ブラックセサミの株価はIPO(新規株式公開)価格の28香港ドルから20.45香港ドルに下落した。自動車製造の中心地である武漢に本社を置く同社は、この上場で調達した10億香港ドル(約190億円)以上の資金を、今後5年間の研究開発や商業化に充てると述べている。
2016年に設立されたブラックセサミは、これまで自動運転向けのチップを中国のハイテク大手のバイドウや自動車大手の吉利汽車(ジーリー)、国有自動車メーカーの東風汽車集団、ドイツの自動車部品大手ボッシュなどを含む85の国内外の企業に提供している。
ブラックセサミは、昨年6月に完了した最新の資金調達ラウンドで、2億1800万ドルを評価額22億ドルで調達していた。同社は米国のベンチャーキャピタルのNorthern Light Ventureや、中国のシャオミ、テンセント、EVメーカーNIOの投資部門、韓国のSKグループなどの支援を受けている。
ブラックセサミの上場は、米国が自動運転車への中国製ソフトウェアの搭載を禁止するという措置に乗り出すタイミングと重なった。ロイターは4日、バイデン政権が自動運転車やコネクテッドカーへの中国製ソフトウエアの搭載禁止を数週間内に提案する見通しだと報じた。これにより中国企業が製造した自動運転車の米国内でのテストも事実上禁止されることになる。
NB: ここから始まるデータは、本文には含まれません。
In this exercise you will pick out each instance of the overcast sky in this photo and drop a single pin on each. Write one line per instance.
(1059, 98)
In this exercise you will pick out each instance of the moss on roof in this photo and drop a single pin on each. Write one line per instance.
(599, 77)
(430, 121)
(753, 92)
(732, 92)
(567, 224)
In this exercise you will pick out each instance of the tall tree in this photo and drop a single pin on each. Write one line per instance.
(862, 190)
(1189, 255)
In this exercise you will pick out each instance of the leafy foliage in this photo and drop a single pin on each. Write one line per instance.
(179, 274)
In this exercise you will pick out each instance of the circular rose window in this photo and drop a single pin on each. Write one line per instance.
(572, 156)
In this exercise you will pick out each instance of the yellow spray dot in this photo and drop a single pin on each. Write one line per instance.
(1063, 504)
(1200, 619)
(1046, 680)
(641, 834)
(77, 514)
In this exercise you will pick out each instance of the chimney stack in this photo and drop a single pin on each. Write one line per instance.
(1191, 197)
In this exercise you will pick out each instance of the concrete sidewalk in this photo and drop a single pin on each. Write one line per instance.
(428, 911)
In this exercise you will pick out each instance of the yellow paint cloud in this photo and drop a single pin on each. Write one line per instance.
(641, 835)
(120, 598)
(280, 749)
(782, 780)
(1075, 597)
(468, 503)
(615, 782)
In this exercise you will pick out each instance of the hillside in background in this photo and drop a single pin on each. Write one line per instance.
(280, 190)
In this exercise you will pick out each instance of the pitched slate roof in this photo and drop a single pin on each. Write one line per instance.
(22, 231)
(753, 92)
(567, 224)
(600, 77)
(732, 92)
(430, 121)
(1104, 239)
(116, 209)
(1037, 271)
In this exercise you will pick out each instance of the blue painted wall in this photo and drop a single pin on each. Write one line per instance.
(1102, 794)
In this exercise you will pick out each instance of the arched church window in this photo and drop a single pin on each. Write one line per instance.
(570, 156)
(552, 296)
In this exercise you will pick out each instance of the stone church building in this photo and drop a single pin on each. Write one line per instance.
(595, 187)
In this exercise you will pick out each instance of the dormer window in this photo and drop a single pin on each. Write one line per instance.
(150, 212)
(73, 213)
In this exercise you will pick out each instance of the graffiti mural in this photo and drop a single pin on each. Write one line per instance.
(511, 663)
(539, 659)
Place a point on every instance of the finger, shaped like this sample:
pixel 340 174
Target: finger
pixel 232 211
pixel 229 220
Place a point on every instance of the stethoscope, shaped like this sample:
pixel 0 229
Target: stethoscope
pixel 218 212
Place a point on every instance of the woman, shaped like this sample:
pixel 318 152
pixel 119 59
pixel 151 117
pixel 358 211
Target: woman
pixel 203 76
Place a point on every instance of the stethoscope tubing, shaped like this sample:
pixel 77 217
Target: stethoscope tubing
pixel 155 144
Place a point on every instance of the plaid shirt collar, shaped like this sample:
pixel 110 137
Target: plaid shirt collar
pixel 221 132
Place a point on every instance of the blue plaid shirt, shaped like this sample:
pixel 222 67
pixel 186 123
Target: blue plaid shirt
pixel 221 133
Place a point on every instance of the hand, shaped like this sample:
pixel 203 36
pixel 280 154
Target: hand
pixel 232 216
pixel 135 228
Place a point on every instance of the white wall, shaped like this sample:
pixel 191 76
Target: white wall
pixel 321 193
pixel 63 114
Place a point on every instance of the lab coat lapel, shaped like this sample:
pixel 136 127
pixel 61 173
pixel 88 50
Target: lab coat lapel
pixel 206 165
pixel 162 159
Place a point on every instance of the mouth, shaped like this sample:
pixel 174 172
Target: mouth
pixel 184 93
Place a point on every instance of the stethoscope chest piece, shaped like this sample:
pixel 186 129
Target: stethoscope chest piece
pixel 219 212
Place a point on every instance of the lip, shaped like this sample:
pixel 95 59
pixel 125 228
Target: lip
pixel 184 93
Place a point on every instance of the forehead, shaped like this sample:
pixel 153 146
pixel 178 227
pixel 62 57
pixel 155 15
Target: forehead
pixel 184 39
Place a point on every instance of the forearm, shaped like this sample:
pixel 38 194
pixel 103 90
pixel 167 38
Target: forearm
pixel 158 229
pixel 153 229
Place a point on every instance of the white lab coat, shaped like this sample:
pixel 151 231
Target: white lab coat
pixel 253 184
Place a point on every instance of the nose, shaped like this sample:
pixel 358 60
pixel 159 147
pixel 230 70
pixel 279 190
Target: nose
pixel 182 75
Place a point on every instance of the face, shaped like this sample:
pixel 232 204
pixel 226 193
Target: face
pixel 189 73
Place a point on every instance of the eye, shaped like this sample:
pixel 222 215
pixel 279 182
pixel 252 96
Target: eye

ブラックセサミは、自動運転向けのチップ業界では、比較的小規模なプレイヤーであり、目論見書によれば同社の市場シェアは2.2%という。この分野の競合としては、インテルが支援するイスラエル企業のモービルアイや米国のエヌビディア、テキサス・インスツルメンツ、中国のホライゾン・ロボティクスなどが挙げられる。